La señora Carstairs se echó a reír.

—No sé nada acerca de Ross —dijo—. Ha estado brillante, señor Holmes. Pero creo que se ha sobrepasado.

—Ya no me estoy dirigiendo a usted, señora Carstairs —contestó Holmes, y se volvió hacia su esposo—. La investigación que hice de sus asuntos tomó un giro inesperado la noche en que Ross fue asesinado, señor Carstairs, y no es una palabra que use normalmente, pues procuro esperarme cualquier cosa.
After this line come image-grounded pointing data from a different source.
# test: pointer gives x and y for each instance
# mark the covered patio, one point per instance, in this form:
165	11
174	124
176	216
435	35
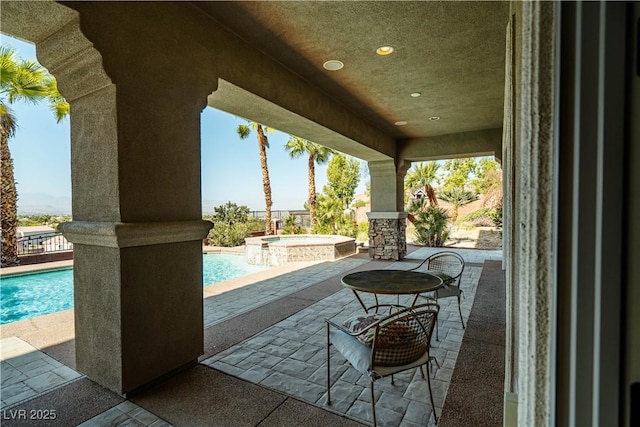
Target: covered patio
551	89
265	363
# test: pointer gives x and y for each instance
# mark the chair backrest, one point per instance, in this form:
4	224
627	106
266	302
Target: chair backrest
405	336
449	263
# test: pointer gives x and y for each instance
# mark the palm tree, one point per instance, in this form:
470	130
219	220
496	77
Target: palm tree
263	143
458	196
421	177
28	81
297	147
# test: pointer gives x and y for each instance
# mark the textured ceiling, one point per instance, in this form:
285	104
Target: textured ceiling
451	52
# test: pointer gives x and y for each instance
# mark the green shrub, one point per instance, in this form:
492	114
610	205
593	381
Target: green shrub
228	235
290	226
362	234
430	223
496	216
485	217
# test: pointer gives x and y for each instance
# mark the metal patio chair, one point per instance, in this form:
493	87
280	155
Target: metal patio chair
378	346
449	267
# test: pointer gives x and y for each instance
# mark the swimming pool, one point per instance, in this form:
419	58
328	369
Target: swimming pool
30	295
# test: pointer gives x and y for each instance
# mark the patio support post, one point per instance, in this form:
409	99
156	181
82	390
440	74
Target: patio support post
137	222
387	219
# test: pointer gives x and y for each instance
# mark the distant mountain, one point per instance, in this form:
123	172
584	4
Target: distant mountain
43	204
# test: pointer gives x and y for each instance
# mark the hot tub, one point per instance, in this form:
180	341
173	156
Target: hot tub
278	250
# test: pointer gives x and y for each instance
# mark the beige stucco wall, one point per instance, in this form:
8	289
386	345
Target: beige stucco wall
531	271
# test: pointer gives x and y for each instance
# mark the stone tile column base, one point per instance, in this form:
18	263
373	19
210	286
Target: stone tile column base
387	235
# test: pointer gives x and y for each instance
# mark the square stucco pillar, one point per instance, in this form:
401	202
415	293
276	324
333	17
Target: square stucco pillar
137	234
387	219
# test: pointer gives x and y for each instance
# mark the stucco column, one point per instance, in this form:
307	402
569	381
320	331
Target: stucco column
387	219
137	223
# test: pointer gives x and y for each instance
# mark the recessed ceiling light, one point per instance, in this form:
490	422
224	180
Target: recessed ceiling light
384	50
333	65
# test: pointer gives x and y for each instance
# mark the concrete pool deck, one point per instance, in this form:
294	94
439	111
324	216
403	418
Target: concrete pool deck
217	391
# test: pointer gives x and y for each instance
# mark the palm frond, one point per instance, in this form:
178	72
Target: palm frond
243	131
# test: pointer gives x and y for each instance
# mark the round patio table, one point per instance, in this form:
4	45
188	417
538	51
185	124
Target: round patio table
390	282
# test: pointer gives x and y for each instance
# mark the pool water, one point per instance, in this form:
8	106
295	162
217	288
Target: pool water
30	295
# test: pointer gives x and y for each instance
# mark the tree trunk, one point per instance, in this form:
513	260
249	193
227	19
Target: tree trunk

Cada crimen que he investigado ha tenido lo que podríamos llamar una corriente narrativa, ese hilo invisible que mi amigo, el doctor Watson, ha identificado siempre, sin fallo alguno. Es lo que le hace ser un excelente narrador de mi trabajo. Pero me di cuenta de que esta vez había sido desviado. Estaba siguiendo una línea de investigación y me llevó, súbita y accidentalmente, a otra. Desde el momento en que llegué a la pensión de la señora Oldmore, ya había dejado Boston y a la Banda de la Gorra detrás de mí. En lugar de eso, me estaba moviendo en una nueva dirección, una que finalmente me llevaría al descubrimiento de un crimen que es más desagradable que cualquiera de los que me haya encontrado.

Carstairs se sobresaltó cuando oyó eso. Su esposa lo contemplaba con curiosidad.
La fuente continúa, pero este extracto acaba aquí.